Let \(f(T)\) denote the set of strings that can result from the operation on \(T\). Additionally, when the size of \(f(T)\) is \(1\), let \(g(T)\) denote the resulting string.

The necessary and sufficient condition

Let us first consider \(S_i\) that contains one of the \(S_j\)’s \((i\neq j)\). If greedily removing \(S_j\)’s \((j \neq i)\) from the beginning of \(S_i\) makes it empty, \(f(T)\) is not affected by the existence or absence of \(S_i\). Therefore, we may remove such \(S_i\) without changing the answer. If \(S_i\) does not become empty, \(S_i\) itself is a bad string.

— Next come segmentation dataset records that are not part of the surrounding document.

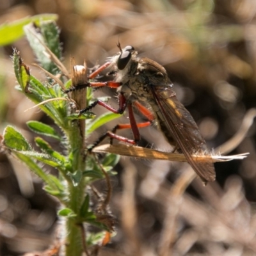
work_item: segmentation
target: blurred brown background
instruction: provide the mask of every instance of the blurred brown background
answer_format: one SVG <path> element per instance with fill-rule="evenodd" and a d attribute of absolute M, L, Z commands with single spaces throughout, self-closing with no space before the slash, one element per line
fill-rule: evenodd
<path fill-rule="evenodd" d="M 118 51 L 118 40 L 163 65 L 209 148 L 232 138 L 246 113 L 255 107 L 254 0 L 0 1 L 0 24 L 44 13 L 59 15 L 67 67 L 70 56 L 77 64 L 86 60 L 90 67 L 103 63 Z M 0 49 L 1 133 L 11 124 L 32 141 L 25 122 L 50 120 L 38 110 L 24 112 L 32 105 L 14 89 L 13 47 L 26 64 L 35 61 L 26 38 Z M 36 68 L 31 70 L 44 77 Z M 104 89 L 97 94 L 115 93 Z M 115 98 L 109 103 L 116 106 Z M 100 107 L 95 111 L 104 111 Z M 95 138 L 113 125 L 109 124 Z M 120 134 L 131 136 L 125 132 Z M 140 145 L 169 149 L 154 127 L 141 129 L 141 134 Z M 246 159 L 216 164 L 216 182 L 204 188 L 196 179 L 181 194 L 175 190 L 176 180 L 188 165 L 122 159 L 113 178 L 116 235 L 100 255 L 256 255 L 255 143 L 253 124 L 231 152 L 250 152 Z M 54 239 L 58 204 L 42 186 L 15 159 L 0 154 L 1 255 L 43 250 Z"/>

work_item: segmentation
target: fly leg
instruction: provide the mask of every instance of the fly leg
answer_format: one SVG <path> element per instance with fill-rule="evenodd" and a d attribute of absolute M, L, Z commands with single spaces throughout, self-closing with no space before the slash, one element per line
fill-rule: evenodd
<path fill-rule="evenodd" d="M 124 95 L 122 94 L 119 95 L 119 99 L 123 99 L 125 100 Z M 122 105 L 122 104 L 121 104 Z M 118 140 L 121 141 L 127 142 L 132 145 L 136 145 L 138 142 L 140 140 L 140 134 L 139 131 L 139 128 L 145 127 L 151 124 L 151 123 L 154 121 L 154 117 L 153 114 L 145 107 L 140 104 L 138 102 L 134 102 L 133 105 L 136 107 L 136 108 L 140 111 L 141 113 L 142 113 L 148 121 L 146 121 L 141 123 L 137 124 L 135 120 L 134 114 L 132 109 L 132 106 L 131 104 L 127 104 L 128 108 L 128 113 L 129 117 L 130 120 L 130 124 L 122 124 L 116 125 L 111 131 L 108 131 L 106 133 L 104 134 L 101 136 L 93 145 L 92 147 L 90 148 L 92 150 L 97 145 L 99 145 L 103 140 L 104 140 L 106 137 L 110 138 L 110 144 L 113 143 L 113 139 Z M 126 107 L 126 103 L 125 103 Z M 109 110 L 111 110 L 108 109 Z M 115 113 L 115 112 L 114 112 Z M 120 113 L 120 112 L 119 112 Z M 131 129 L 134 136 L 134 140 L 129 140 L 125 137 L 120 136 L 116 134 L 117 130 L 124 129 Z"/>

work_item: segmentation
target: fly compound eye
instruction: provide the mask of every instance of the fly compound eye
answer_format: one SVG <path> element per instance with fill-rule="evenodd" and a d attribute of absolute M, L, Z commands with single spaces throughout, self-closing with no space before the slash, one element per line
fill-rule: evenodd
<path fill-rule="evenodd" d="M 126 48 L 126 47 L 125 47 Z M 119 70 L 122 70 L 128 64 L 129 61 L 132 58 L 132 54 L 129 51 L 123 51 L 117 61 L 117 67 Z"/>
<path fill-rule="evenodd" d="M 133 46 L 131 46 L 131 45 L 127 45 L 127 46 L 125 46 L 125 47 L 124 48 L 124 51 L 129 51 L 129 52 L 131 52 L 131 51 L 134 51 L 134 47 Z"/>

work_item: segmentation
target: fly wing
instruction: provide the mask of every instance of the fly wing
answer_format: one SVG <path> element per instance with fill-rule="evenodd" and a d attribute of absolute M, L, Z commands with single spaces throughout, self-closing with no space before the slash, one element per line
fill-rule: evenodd
<path fill-rule="evenodd" d="M 215 180 L 213 163 L 193 157 L 210 156 L 205 141 L 190 113 L 177 100 L 170 87 L 154 86 L 152 93 L 159 108 L 156 115 L 163 121 L 182 150 L 188 162 L 205 183 Z"/>

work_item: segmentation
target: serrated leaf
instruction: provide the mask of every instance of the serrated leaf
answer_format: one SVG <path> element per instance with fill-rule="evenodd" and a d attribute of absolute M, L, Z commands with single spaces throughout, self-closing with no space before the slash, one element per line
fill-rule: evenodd
<path fill-rule="evenodd" d="M 9 149 L 16 151 L 32 150 L 23 135 L 10 125 L 5 128 L 3 138 L 3 143 Z"/>
<path fill-rule="evenodd" d="M 58 215 L 63 216 L 63 217 L 76 217 L 77 215 L 73 212 L 71 209 L 69 208 L 64 208 L 61 209 L 58 212 Z"/>
<path fill-rule="evenodd" d="M 90 134 L 100 126 L 104 125 L 108 122 L 118 118 L 121 116 L 122 115 L 115 114 L 111 112 L 108 112 L 102 115 L 87 125 L 86 134 Z"/>
<path fill-rule="evenodd" d="M 41 122 L 29 121 L 27 122 L 27 125 L 34 132 L 52 137 L 58 140 L 61 140 L 60 135 L 51 126 L 43 124 Z"/>
<path fill-rule="evenodd" d="M 20 19 L 0 26 L 0 45 L 6 45 L 17 41 L 24 36 L 23 27 L 30 23 L 38 24 L 40 20 L 57 20 L 56 14 L 40 14 Z"/>

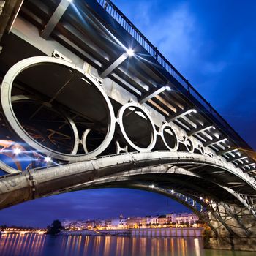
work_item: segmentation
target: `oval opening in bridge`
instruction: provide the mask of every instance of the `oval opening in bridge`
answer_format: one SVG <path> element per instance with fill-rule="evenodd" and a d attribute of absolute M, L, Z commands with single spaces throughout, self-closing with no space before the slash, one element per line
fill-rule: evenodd
<path fill-rule="evenodd" d="M 124 105 L 118 113 L 122 135 L 133 148 L 149 151 L 156 140 L 156 131 L 149 115 L 140 106 L 132 103 Z"/>
<path fill-rule="evenodd" d="M 114 113 L 97 82 L 66 62 L 33 57 L 16 64 L 1 91 L 11 91 L 15 100 L 3 105 L 12 114 L 5 116 L 15 132 L 35 149 L 59 159 L 85 160 L 109 144 Z M 86 151 L 81 138 L 88 129 Z"/>
<path fill-rule="evenodd" d="M 176 151 L 178 148 L 178 139 L 173 129 L 165 124 L 162 128 L 162 139 L 169 150 Z"/>

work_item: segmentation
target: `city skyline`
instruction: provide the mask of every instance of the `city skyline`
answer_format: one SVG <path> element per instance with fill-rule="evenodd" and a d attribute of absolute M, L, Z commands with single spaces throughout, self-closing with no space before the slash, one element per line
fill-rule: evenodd
<path fill-rule="evenodd" d="M 255 149 L 256 108 L 252 106 L 256 103 L 256 4 L 217 1 L 206 4 L 203 1 L 163 0 L 116 0 L 114 3 Z M 153 20 L 156 20 L 154 25 Z M 157 33 L 159 29 L 161 37 Z M 0 224 L 40 225 L 61 219 L 64 214 L 78 216 L 81 211 L 88 216 L 104 211 L 108 216 L 120 208 L 136 214 L 167 207 L 178 211 L 184 206 L 151 192 L 94 189 L 55 195 L 1 210 Z"/>

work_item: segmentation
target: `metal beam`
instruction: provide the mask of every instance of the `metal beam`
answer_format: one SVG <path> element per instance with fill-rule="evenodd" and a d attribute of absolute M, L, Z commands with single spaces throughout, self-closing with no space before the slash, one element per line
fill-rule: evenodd
<path fill-rule="evenodd" d="M 252 170 L 246 170 L 244 171 L 244 173 L 247 173 L 254 172 L 255 170 L 256 170 L 256 168 L 254 168 Z"/>
<path fill-rule="evenodd" d="M 148 94 L 146 94 L 146 95 L 143 96 L 139 100 L 139 103 L 142 104 L 142 103 L 145 103 L 148 100 L 149 100 L 150 99 L 154 98 L 155 96 L 158 95 L 159 94 L 160 94 L 161 92 L 165 91 L 165 90 L 167 90 L 167 86 L 162 86 L 160 88 L 157 88 L 154 90 L 149 91 Z"/>
<path fill-rule="evenodd" d="M 219 143 L 220 142 L 227 140 L 227 139 L 226 138 L 223 138 L 222 136 L 219 138 L 218 139 L 215 139 L 213 140 L 210 140 L 210 141 L 206 141 L 206 143 L 203 143 L 203 146 L 206 147 L 208 146 L 211 146 L 211 145 L 214 145 L 216 143 Z"/>
<path fill-rule="evenodd" d="M 184 110 L 181 112 L 177 113 L 176 115 L 169 117 L 168 118 L 166 119 L 166 121 L 167 123 L 170 123 L 172 121 L 174 121 L 177 118 L 179 118 L 180 117 L 182 117 L 183 116 L 186 116 L 189 114 L 189 113 L 197 113 L 197 110 L 194 108 L 189 109 L 189 110 Z"/>
<path fill-rule="evenodd" d="M 0 1 L 0 40 L 4 34 L 9 32 L 23 0 Z"/>
<path fill-rule="evenodd" d="M 226 153 L 231 153 L 231 152 L 237 151 L 238 150 L 238 148 L 228 148 L 227 149 L 221 150 L 221 151 L 217 152 L 216 154 L 217 156 L 220 156 L 220 155 L 226 154 Z"/>
<path fill-rule="evenodd" d="M 187 132 L 187 135 L 188 136 L 193 136 L 199 132 L 204 132 L 206 131 L 206 129 L 211 129 L 211 128 L 214 128 L 215 129 L 215 127 L 212 125 L 208 125 L 206 127 L 198 127 L 197 129 L 194 129 L 189 132 Z"/>
<path fill-rule="evenodd" d="M 67 8 L 69 6 L 70 3 L 70 0 L 61 0 L 61 1 L 59 4 L 49 21 L 45 26 L 45 29 L 41 32 L 41 37 L 43 39 L 47 39 L 49 37 L 50 33 L 58 24 L 59 20 L 65 12 Z"/>
<path fill-rule="evenodd" d="M 233 158 L 233 159 L 231 158 L 231 159 L 227 159 L 227 162 L 234 162 L 234 161 L 244 159 L 245 158 L 248 158 L 248 157 L 246 156 L 246 157 L 238 157 Z"/>
<path fill-rule="evenodd" d="M 237 168 L 241 168 L 243 167 L 246 167 L 246 166 L 250 166 L 250 165 L 256 165 L 256 163 L 255 162 L 250 162 L 250 163 L 246 163 L 246 164 L 241 164 L 241 165 L 237 165 L 236 167 Z"/>
<path fill-rule="evenodd" d="M 104 70 L 99 76 L 102 78 L 105 78 L 113 70 L 118 67 L 122 62 L 124 62 L 129 56 L 127 53 L 123 53 L 118 59 L 116 59 L 111 65 L 110 65 L 105 70 Z"/>

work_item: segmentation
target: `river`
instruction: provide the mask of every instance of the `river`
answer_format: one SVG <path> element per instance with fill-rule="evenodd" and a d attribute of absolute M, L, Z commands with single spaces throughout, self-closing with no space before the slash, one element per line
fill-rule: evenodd
<path fill-rule="evenodd" d="M 0 235 L 1 236 L 1 235 Z M 203 249 L 200 238 L 3 234 L 1 256 L 252 256 Z"/>

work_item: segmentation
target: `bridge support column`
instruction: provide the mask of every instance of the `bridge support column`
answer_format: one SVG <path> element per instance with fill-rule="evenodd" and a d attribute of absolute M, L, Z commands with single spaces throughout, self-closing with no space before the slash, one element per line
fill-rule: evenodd
<path fill-rule="evenodd" d="M 204 247 L 207 249 L 241 250 L 256 252 L 256 219 L 246 208 L 230 206 L 231 213 L 227 212 L 223 206 L 215 207 L 225 225 L 232 229 L 233 233 L 209 213 L 211 225 L 217 231 L 218 236 L 208 229 L 203 232 Z M 242 225 L 241 224 L 242 223 Z"/>

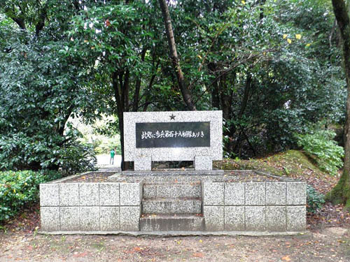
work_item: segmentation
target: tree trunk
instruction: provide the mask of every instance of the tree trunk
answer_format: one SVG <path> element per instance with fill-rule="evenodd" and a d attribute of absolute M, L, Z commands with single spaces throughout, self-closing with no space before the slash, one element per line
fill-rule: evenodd
<path fill-rule="evenodd" d="M 332 0 L 335 18 L 343 39 L 343 53 L 345 76 L 346 78 L 346 119 L 344 129 L 345 156 L 344 170 L 337 185 L 328 193 L 326 198 L 334 203 L 344 203 L 350 211 L 350 19 L 344 0 Z"/>
<path fill-rule="evenodd" d="M 177 55 L 176 45 L 175 44 L 175 38 L 174 38 L 174 31 L 172 25 L 172 19 L 169 13 L 168 5 L 166 0 L 159 0 L 160 9 L 163 15 L 164 24 L 165 24 L 165 31 L 167 32 L 167 38 L 168 39 L 169 48 L 170 49 L 170 57 L 173 63 L 173 66 L 176 73 L 176 78 L 182 94 L 182 97 L 185 103 L 190 110 L 195 110 L 196 108 L 192 100 L 190 92 L 186 85 L 185 78 L 182 73 L 181 66 Z"/>

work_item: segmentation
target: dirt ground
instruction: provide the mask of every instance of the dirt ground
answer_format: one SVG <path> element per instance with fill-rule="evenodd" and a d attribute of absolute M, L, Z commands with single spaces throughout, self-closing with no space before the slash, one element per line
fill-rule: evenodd
<path fill-rule="evenodd" d="M 0 261 L 349 261 L 350 230 L 326 228 L 295 236 L 0 236 Z"/>

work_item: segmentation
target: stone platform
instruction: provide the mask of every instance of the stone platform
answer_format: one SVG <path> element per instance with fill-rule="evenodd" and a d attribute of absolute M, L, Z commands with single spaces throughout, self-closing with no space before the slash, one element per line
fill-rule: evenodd
<path fill-rule="evenodd" d="M 305 231 L 306 183 L 253 170 L 88 173 L 41 184 L 41 232 L 290 234 Z"/>

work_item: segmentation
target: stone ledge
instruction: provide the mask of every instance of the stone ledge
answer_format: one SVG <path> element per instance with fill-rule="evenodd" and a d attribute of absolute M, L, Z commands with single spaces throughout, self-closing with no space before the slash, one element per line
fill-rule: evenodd
<path fill-rule="evenodd" d="M 130 236 L 187 236 L 187 235 L 246 235 L 246 236 L 273 236 L 273 235 L 296 235 L 310 234 L 309 231 L 295 231 L 295 232 L 256 232 L 256 231 L 52 231 L 48 232 L 39 231 L 39 234 L 42 235 L 120 235 Z"/>

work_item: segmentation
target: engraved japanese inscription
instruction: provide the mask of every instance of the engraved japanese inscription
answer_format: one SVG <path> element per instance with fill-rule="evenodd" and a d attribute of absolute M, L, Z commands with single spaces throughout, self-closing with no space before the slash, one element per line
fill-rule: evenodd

If this process does not find a bad string, \(S_j\) is not a substring of \(S_i\) for any \(S_i\) and \(S_j\) \((i\neq j)\). Now, the necessary and sufficient condition for there to be no bad string is:

• there is no strings \(A\), \(B\), \(C\) \((A\neq C)\) and integers \(1\leq i,\ j \leq n\) such that \(S_i=A+B\) and \(S_j=B+C\).

Proof

• Necessity

Assume that \(A\), \(B\), \(C\) and \(i\), \(j\) with the above properties exist. First, if \(A\) or \(C\) contained one of the \(S_k\)’s, \(S_i\) and \(S_j\) would also contain that string as a substring. Thus, both \(A\) and \(C\) contain none of the \(S_k\)s, so we have \(f(A)=\{A \},\ f(C)=\{C \}\). Therefore, we have \(\{A,\ C\} \subset f(A+B+C)\), so \(T=A+B+C\) is a bad string since \(A\neq C\).

• Sufficiency

We will show that the size of \(f(T)\) is \(1\) for any \(T\) by induction on \(|T|\). The starting case where \(T\) is an empty string is clear.
Now, assume that the size of \(f(T')\) is \(1\) for strings \(T'\) shorter than \(T\). Let \(T'_1\) and \(T'_2\) be the strings obtained by removing \(S_i\) and \(S_j\) somewhere from \(T\), respectively. We need to show that \(g(T'_1)=g(T'_2)\). If the positions of the removed strings overlap, it follows from the conditions above that \(T'_1=T'_2\), so \(g(T'_1)=g(T'_2)\). If the positions do not overlap, we can take a string \(T'_3\) obtained by removing both \(S_i\) and \(S_j\) from \(T\), for which \(g(T'_1)=g(T'_2)=g(T'_3)\).

Therefore, the problem can be solved by:

• Step 1: removing \(S_i\)’s that can be made empty by removing shorter \(S_j\)’s, and
• Step 2: determining whether the necessary and sufficient condition above is satisfied.

Step 1

Let us add the characters of \(S_i\) one by one to an empty string, and whenever the current string ends with one of the \(S_j\)’s, remove that ending. This can be done in \(O(|S_i|)\) time with the Aho-Corasick algorithm. However, if we use failure links to move between nodes, we may perform many moves taking \(\Theta(|S_i|)\) time (when, for example, \(S=\{\) AAA…AAA, C, BD, AAA…ABDCCC…CA\(\}\)). We should precompute the next node for every character at every node. This can be done in \(O(\sigma \sum_{i=1}^{N}|S_i|)\) time in a way similar to finding the failure links.

Step 2

Let us record the \(j\) such that the length-\(n\) suffix of \(S_i\) and the prefix of \(S_j\) match, for each \((i,\ n)\). Those \(j\)’s can be listed in \(O(|S_i|)\) time by traversing down the trie to the end and then tracing failure links. We only need to record one \(j\) because if two or more prefixes of \(S_j\)’s match the same suffix, they will not be the \((S_i, S_j)\) we look for.
When \(j\) is recorded for \((i,\ n)\), we need to check whether \(|S_i|=|S_j|\) and \(i\) is recorded for \((j,\ n-|S_i|)\) to see if we have found the pair.

Summarizing the above, the problem can be solved in \(O(\sigma \sum_{i=1}^{N}|S_i|)\) time.